Monmouth County Student Hosts Film Festival
“I’m not a filmmaker,” says Avery Cohen, a 19-year old business major and film minor at Montclair State University, from Freehold. This time, last year, he was writing the screenplay for his sixth short film, “The Horizon.” As director of his own films, he would write the screenplays, rent the equipment, choose the cast and manage the cinematography.
Today, with the same fervor, he tells me that he’s finished with film– at least, with directing it. Cohen is currently the founder and head director of the Macoproject Film Festival, “an annual, New York City-based film festival open internationally to all screenwriters and filmmakers, listed as one of the best independent film festivals of 2018 by Film Daily.” Now, he is responsible for the festival’s communication, judging and finances, ensuring that he and his colleagues break even.
Cohen’s friends and colleagues, Jason Perniciaro and Charlie Weisman, also judge the event. Fueled by coffee and determination, the boys stay awake until the early morning, narrowing down three winners of screenplays and films from roughly 300 diverse film submissions.
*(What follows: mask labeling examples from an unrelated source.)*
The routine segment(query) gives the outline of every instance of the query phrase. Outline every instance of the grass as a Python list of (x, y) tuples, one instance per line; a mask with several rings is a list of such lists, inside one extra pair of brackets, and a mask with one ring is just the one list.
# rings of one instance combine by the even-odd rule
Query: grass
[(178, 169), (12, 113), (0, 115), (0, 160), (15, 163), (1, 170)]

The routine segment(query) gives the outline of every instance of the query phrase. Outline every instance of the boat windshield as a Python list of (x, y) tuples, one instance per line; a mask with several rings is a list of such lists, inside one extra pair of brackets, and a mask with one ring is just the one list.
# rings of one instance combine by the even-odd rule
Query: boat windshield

His festival combines recreational interest with economic endeavor, something that many college students are doing nowadays. Yet, his shift from art to business can be partially attributed to a general lack of interest in the artistic side of film.
I ask Cohen why he switched from filmmaking to film marketing. “When I got to college, I saw the business side of film. When I wrote scripts, I knew the beginning and end, but I never knew what to put in the middle,” he says.
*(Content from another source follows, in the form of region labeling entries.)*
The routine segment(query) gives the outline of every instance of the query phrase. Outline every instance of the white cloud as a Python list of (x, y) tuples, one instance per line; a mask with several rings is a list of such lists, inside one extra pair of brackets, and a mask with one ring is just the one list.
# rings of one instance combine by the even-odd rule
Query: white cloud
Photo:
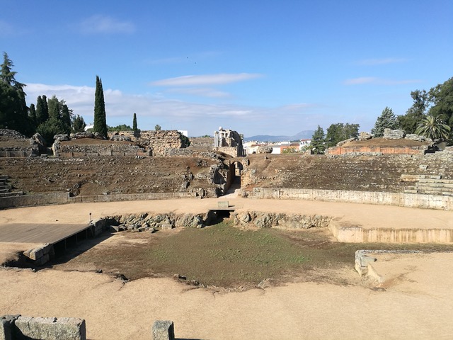
[(133, 33), (135, 26), (129, 21), (120, 21), (107, 16), (93, 16), (79, 24), (85, 34), (93, 33)]
[(18, 28), (11, 23), (0, 20), (0, 37), (13, 37), (22, 35), (27, 33), (23, 28)]
[(190, 94), (191, 96), (199, 96), (208, 98), (227, 98), (231, 97), (228, 92), (216, 90), (209, 88), (177, 88), (168, 90), (168, 92), (181, 94)]
[(356, 63), (359, 65), (374, 66), (406, 62), (408, 60), (406, 58), (365, 59), (363, 60), (359, 60)]
[(256, 73), (237, 73), (218, 74), (201, 74), (197, 76), (182, 76), (176, 78), (158, 80), (151, 83), (155, 86), (186, 86), (197, 85), (218, 85), (236, 83), (263, 76)]
[(374, 76), (362, 76), (359, 78), (346, 79), (343, 81), (343, 84), (345, 85), (362, 85), (366, 84), (374, 85), (403, 85), (406, 84), (420, 83), (420, 81), (421, 80), (420, 79), (394, 80), (384, 79)]
[[(38, 96), (54, 94), (64, 100), (74, 114), (92, 123), (94, 87), (72, 85), (27, 84), (28, 104), (36, 104)], [(191, 136), (212, 134), (219, 126), (236, 130), (246, 136), (291, 135), (314, 130), (311, 124), (323, 124), (326, 118), (308, 103), (275, 108), (240, 105), (214, 105), (168, 99), (161, 95), (131, 95), (117, 89), (104, 89), (107, 123), (131, 125), (137, 113), (139, 128), (151, 130), (156, 124), (164, 129), (188, 130)]]

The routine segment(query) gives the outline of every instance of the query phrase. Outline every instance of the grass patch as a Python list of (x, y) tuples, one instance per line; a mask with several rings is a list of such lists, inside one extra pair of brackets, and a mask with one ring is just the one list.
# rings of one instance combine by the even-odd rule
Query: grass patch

The middle of his films saw the bulk of thematic development, with themes including financial struggle and coming of age. “When I was writing the screenplays, I wondered, ‘What would it be like to leave a town that you’ve lived in your whole life behind?’ And I didn’t know the answer to that. I only had ambiguous thoughts. That’s the state of mind I was in: the fear of the unknown.”
Cohen says that if he could go back, he’d write screenplays much differently. “Do you think you’ll ever direct a film again?” I ask. He says no, considering that he does not care for the craft as much and genuinely enjoys film marketing more.
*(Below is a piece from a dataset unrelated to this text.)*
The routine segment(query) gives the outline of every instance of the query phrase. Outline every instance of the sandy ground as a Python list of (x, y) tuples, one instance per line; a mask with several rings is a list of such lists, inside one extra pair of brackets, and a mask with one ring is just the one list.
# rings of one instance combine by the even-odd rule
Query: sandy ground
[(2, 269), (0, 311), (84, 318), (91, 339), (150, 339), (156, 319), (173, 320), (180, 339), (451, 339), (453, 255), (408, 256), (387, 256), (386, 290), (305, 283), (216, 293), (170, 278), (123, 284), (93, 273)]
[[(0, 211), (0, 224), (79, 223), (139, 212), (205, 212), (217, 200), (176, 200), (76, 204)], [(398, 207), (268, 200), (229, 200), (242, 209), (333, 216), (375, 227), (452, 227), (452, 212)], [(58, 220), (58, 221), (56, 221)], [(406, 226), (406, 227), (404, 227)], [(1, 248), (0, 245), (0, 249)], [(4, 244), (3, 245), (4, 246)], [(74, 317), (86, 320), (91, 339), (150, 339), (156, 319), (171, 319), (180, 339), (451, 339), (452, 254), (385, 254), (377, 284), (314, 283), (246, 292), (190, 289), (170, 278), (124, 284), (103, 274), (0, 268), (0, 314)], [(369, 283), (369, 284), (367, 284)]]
As the interview comes to a close, he tells me that he plans on continuing the Macoproject Film Festival. In regard to his career, he aspires to do promotional work for Netflix and HBO.
And when I think of what’s next for Cohen in the film industry, I am reminded of his inspirations for writing screenplays: what’s next is shrouded in ambiguity. I can only imagine someone leaving the town they’ve known their whole life for good, except this time, with less fear of the unknown.
The Macoproject Film Festival is set to screen its submissions in Times Square on Nov. 4.